Tesla is making Elon Musk a lot richer without paying him a dime.
A blistering stock rally has bolstered the value of CEO Musk’s 19% stake in the electric car maker by $16 billion since the start of 2020, to $30 billion.
Tuesday’s steep climb in the share price could sweeten Musk’s payday under his record-breaking compensation package, which is built on stock options that rely on market value targets. Two milestones have now been achieved that could see Musk unlock options worth $1.8 billion.
The controversial chief executive, who is also the majority owner and CEO of rocket maker SpaceX, recently testified that he did not have a lot of cash as he successfully defended himself in a defamation lawsuit. He previously has taken loans using his Tesla shares as collateral.
Musk does not take a salary, choosing instead a risky options package that envisions the stock market value of Tesla rising to $650 billion over 10 years, a prospect that was derided by some investors when the deal was announced in 2018.
That target now looks less crazy. Shares of Tesla have rallied over 50% since the company posted its second consecutive quarterly profit last Wednesday, which was viewed as a major accomplishment for a company competing against established automotive heavyweights including General Motors Co and BMW.
Tesla shares have climbed about 400% since early June, helped by the company’s better-than-expected financial results and ramped-up production at its new car factory in Shanghai.
On Tuesday, Tesla surged as much as 24% before falling back in the final minutes of the trading session to end the day up 13.7%. That put its market capitalization at $160 billion, almost twice the combined value of Ford Motor and General Motors.

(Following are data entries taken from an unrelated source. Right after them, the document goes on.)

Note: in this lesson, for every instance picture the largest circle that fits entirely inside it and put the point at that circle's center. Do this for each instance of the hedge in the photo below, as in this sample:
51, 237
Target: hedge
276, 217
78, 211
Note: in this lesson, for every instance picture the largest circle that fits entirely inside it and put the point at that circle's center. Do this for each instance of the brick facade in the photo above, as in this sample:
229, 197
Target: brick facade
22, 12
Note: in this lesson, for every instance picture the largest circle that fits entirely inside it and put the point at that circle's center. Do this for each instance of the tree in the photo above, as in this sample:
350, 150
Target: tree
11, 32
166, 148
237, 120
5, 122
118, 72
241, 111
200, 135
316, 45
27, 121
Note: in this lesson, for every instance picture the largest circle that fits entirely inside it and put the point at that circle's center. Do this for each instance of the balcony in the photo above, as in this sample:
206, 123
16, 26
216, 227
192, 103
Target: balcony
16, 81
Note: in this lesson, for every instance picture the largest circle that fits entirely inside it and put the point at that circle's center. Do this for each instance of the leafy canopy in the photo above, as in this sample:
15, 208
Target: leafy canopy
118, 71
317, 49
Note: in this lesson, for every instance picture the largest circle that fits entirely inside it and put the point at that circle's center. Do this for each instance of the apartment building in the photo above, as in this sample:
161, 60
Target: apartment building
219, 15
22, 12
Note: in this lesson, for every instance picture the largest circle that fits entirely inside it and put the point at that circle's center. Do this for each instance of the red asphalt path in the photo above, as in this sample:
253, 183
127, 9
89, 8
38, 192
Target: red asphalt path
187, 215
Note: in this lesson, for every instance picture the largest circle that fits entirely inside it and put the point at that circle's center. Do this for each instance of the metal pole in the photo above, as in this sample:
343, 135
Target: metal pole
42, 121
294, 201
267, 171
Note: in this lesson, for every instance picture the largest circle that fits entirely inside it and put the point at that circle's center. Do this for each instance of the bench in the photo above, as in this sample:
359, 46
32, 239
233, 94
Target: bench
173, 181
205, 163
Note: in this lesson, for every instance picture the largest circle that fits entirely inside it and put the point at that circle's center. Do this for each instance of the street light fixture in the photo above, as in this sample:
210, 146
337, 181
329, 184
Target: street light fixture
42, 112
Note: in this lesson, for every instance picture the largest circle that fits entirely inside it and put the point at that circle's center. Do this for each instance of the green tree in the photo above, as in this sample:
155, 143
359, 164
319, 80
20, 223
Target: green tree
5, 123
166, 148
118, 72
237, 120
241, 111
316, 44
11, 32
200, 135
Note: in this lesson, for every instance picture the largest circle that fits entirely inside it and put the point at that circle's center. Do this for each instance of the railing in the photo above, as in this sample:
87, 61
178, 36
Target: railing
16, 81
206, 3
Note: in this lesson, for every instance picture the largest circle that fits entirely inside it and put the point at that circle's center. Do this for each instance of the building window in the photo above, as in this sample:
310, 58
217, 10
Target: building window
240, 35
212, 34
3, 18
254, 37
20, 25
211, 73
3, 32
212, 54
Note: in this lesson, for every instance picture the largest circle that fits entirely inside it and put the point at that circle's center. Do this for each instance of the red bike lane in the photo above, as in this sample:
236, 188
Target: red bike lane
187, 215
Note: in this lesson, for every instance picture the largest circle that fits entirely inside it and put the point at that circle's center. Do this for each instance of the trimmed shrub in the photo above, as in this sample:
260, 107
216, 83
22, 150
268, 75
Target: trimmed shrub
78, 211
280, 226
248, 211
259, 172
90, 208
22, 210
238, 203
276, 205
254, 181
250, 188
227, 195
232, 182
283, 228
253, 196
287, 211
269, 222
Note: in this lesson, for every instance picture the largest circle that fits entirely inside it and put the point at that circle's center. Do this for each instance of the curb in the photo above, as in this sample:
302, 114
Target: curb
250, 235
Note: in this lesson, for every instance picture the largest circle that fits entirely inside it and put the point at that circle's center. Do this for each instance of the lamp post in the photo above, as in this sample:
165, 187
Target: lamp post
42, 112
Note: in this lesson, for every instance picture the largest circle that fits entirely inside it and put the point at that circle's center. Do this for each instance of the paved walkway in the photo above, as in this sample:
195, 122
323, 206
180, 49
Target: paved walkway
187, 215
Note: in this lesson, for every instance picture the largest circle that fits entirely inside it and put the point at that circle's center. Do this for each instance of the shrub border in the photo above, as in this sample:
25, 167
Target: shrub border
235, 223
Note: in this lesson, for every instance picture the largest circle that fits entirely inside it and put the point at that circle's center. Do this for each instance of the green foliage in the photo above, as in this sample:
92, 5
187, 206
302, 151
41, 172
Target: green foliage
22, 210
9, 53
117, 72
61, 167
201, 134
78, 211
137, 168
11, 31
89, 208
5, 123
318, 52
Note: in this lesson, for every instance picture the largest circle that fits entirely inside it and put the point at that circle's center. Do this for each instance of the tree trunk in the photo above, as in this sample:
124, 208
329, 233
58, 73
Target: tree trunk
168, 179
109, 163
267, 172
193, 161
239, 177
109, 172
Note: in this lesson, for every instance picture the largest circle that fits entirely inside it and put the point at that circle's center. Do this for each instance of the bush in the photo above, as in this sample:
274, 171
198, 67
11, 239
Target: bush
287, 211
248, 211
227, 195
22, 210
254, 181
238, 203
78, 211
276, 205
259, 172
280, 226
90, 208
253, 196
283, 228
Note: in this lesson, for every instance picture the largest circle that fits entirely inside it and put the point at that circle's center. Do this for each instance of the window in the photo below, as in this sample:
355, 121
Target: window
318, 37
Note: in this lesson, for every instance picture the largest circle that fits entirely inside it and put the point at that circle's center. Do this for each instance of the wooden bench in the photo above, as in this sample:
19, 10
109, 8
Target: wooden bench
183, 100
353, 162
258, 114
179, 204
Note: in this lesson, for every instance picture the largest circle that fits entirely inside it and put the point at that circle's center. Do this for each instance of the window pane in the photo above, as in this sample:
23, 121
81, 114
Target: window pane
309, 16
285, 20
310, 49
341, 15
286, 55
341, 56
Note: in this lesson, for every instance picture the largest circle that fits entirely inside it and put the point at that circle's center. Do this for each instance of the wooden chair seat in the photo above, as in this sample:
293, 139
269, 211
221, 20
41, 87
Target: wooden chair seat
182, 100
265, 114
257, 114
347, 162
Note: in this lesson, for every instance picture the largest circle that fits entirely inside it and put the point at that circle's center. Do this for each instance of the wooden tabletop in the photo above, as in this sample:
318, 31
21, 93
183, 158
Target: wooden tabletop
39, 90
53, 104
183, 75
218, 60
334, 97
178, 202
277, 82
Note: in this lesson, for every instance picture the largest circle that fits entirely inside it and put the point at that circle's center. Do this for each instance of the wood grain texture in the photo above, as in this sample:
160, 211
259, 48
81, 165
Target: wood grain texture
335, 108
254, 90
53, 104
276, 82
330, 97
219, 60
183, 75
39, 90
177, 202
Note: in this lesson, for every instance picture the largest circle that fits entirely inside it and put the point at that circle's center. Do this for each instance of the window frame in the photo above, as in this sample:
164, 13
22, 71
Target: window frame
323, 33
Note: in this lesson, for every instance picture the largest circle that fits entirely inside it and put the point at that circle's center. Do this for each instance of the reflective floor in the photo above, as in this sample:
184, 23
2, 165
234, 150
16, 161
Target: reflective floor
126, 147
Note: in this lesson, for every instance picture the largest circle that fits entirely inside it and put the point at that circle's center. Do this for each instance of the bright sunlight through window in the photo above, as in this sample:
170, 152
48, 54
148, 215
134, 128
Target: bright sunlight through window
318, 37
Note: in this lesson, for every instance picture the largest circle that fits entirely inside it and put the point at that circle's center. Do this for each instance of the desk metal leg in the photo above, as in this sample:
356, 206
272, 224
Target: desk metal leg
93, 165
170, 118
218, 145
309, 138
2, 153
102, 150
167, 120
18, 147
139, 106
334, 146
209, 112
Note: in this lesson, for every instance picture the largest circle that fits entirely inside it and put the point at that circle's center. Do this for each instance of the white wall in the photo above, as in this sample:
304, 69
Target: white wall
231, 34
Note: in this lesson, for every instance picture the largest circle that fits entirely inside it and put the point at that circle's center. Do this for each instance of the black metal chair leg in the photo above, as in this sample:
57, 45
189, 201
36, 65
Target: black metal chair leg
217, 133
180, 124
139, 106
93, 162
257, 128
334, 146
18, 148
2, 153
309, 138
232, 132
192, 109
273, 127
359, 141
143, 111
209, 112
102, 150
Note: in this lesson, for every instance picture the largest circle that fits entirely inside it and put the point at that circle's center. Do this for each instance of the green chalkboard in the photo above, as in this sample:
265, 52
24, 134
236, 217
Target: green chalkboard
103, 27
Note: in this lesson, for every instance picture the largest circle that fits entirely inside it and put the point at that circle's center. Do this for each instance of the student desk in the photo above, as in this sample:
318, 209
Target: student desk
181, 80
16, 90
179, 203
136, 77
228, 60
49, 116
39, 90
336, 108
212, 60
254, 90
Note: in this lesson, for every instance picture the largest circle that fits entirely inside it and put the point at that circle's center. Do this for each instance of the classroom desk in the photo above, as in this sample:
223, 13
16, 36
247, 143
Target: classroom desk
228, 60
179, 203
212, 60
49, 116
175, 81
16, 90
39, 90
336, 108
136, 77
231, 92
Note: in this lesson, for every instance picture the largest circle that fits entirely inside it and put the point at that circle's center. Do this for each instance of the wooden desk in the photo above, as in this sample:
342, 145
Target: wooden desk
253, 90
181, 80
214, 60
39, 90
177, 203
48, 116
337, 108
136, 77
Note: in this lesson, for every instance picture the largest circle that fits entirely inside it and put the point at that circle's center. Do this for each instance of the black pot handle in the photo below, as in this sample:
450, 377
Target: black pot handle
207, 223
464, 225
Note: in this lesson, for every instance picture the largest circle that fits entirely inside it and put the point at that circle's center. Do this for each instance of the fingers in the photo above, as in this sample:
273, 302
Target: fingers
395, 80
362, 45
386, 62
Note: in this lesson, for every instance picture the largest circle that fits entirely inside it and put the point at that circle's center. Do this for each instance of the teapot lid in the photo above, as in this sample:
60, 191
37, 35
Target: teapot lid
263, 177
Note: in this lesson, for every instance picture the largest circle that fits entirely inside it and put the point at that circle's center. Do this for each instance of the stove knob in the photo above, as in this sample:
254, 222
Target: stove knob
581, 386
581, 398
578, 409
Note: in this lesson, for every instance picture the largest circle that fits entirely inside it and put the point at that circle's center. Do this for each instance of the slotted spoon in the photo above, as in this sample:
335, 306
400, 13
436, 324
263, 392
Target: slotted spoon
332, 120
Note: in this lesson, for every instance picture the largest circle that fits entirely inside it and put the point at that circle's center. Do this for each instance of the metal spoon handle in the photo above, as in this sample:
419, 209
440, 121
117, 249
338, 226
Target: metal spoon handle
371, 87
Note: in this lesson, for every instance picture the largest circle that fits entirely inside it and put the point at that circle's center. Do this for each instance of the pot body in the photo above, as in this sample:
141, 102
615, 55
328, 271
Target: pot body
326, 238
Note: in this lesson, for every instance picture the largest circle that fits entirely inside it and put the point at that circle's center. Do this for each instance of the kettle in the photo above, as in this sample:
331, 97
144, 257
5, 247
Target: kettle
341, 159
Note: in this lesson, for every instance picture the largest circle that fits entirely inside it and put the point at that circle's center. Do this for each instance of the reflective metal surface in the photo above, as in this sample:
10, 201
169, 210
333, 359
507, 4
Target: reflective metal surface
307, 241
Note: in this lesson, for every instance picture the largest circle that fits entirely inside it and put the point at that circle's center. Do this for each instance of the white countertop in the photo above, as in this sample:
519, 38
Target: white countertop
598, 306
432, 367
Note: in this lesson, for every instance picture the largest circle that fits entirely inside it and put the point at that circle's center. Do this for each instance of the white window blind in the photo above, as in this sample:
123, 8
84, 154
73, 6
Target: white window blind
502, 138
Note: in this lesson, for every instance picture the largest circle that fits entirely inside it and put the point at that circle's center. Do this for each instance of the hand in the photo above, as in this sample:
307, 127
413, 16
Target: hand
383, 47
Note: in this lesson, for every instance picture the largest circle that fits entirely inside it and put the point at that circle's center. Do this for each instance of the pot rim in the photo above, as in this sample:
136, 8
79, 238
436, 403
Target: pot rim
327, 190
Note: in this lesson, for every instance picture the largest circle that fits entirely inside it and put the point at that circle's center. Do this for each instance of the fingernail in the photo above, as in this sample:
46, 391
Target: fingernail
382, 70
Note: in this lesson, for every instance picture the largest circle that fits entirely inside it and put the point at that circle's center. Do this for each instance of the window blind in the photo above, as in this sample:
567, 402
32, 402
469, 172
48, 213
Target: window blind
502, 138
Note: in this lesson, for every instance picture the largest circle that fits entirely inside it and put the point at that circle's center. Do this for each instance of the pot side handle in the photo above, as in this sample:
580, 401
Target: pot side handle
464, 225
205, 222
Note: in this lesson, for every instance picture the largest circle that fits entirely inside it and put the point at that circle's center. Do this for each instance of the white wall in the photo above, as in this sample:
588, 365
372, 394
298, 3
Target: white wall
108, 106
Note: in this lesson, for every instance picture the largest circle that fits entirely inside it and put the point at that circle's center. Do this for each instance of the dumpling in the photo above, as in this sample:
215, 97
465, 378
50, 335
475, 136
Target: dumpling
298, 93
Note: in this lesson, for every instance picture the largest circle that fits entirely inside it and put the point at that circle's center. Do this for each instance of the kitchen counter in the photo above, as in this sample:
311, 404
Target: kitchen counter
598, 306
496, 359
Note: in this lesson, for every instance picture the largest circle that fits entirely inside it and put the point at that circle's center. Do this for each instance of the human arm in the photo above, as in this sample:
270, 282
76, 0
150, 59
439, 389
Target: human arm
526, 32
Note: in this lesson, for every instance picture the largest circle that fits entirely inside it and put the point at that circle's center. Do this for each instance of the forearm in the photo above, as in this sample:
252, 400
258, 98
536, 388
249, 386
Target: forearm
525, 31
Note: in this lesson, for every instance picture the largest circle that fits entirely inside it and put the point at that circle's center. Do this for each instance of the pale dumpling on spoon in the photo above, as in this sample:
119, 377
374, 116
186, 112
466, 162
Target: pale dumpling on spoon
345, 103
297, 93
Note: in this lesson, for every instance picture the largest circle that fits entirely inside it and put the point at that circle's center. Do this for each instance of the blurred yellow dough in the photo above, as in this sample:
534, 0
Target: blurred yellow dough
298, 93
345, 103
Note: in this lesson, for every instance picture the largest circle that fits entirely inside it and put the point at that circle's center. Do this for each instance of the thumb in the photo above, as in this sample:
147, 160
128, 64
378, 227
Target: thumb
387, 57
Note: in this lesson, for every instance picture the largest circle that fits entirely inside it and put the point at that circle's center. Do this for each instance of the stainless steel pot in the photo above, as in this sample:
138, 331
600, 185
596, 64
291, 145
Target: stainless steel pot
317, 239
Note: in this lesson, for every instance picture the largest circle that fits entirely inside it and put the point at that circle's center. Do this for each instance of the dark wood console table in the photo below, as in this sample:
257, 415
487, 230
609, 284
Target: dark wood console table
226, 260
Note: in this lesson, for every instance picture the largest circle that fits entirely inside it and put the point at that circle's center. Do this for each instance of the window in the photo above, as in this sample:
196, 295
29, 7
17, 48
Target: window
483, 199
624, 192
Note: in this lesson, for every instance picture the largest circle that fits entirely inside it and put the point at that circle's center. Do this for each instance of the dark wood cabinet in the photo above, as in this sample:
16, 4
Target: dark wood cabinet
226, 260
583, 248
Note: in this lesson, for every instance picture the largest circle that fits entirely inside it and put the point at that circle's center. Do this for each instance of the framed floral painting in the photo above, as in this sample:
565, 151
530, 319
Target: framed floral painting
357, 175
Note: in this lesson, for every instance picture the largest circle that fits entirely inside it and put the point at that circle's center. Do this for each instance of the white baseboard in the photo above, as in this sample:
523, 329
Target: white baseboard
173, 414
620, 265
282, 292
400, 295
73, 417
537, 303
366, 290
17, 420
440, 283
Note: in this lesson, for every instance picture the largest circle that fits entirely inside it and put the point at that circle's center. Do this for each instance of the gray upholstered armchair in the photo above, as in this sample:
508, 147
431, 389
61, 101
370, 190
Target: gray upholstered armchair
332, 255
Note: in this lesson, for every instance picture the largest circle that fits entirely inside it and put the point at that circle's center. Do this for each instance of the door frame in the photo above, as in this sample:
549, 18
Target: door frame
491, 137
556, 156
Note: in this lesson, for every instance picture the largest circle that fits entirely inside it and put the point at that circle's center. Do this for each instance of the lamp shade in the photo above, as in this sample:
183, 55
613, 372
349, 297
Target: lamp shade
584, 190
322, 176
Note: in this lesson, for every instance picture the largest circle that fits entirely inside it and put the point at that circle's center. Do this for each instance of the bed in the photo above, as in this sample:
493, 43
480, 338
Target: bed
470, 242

The shares had also rallied on Monday, partly fueled by Panasonic Corp’s saying its automotive battery venture with Tesla was profitable for the first time.
The options Musk was awarded in 2018 vest incrementally based on targets for Tesla’s stock market value and its financial performance. The market capitalization would have to sustainably rise by $50 billion increments over the agreement’s 10-year period, with the full package payout reached if the market cap reaches $650 billion, as well as the company’s meeting revenue and profit targets.
Musk is on his way to seeing his first two tranches of options vest. He achieved operational targets on revenue and adjusted earnings last year.
The rise in Tesla’s market capitalization last month to a target of $100 billion opened the way for Musk’s first tranche of options to vest. With Tuesday’s surging share price, the market capitalization blew past the second target of $150 billion, opening the way for the second tranche to vest. Tesla’s market capitalization must stay at or above each target level for one- and six-month averages for each set of options to vest.
Tesla was valued at about $52 billion when shareholders approved the pay package in March 2018, a time when the company faced a cash crunch, production delays and increasing competition from rivals.
A full payoff for Musk would surpass anything previously granted to U.S. executives, according to Institutional Shareholder Services, a proxy advisor that recommended investors reject the pay package deal at the time.
Musk currently owns about 34 million Tesla shares, and his compensation package would let him buy another 20.3 million shares if all his options tranches vest.
When Tesla unveiled Musk’s package, it said he could in theory reap as much as $55.8 billion if no new shares were issued. However, Tesla has since awarded stock to employees and last year sold $2.7 billion in shares and convertible bonds, diluting the value of the stock.
Musk has transformed Tesla from a niche car maker with production problems into the global leader in electric vehicles, with U.S. and Chinese factories. So far it has stayed ahead of more established rivals including BMW and Volkswagen.
Many investors remain skeptical that Tesla can consistently deliver profit, cash flow and growth. More Wall Street analysts rate Tesla “sell” than “buy,” and the company’s stock is the most shorted on Wall Street.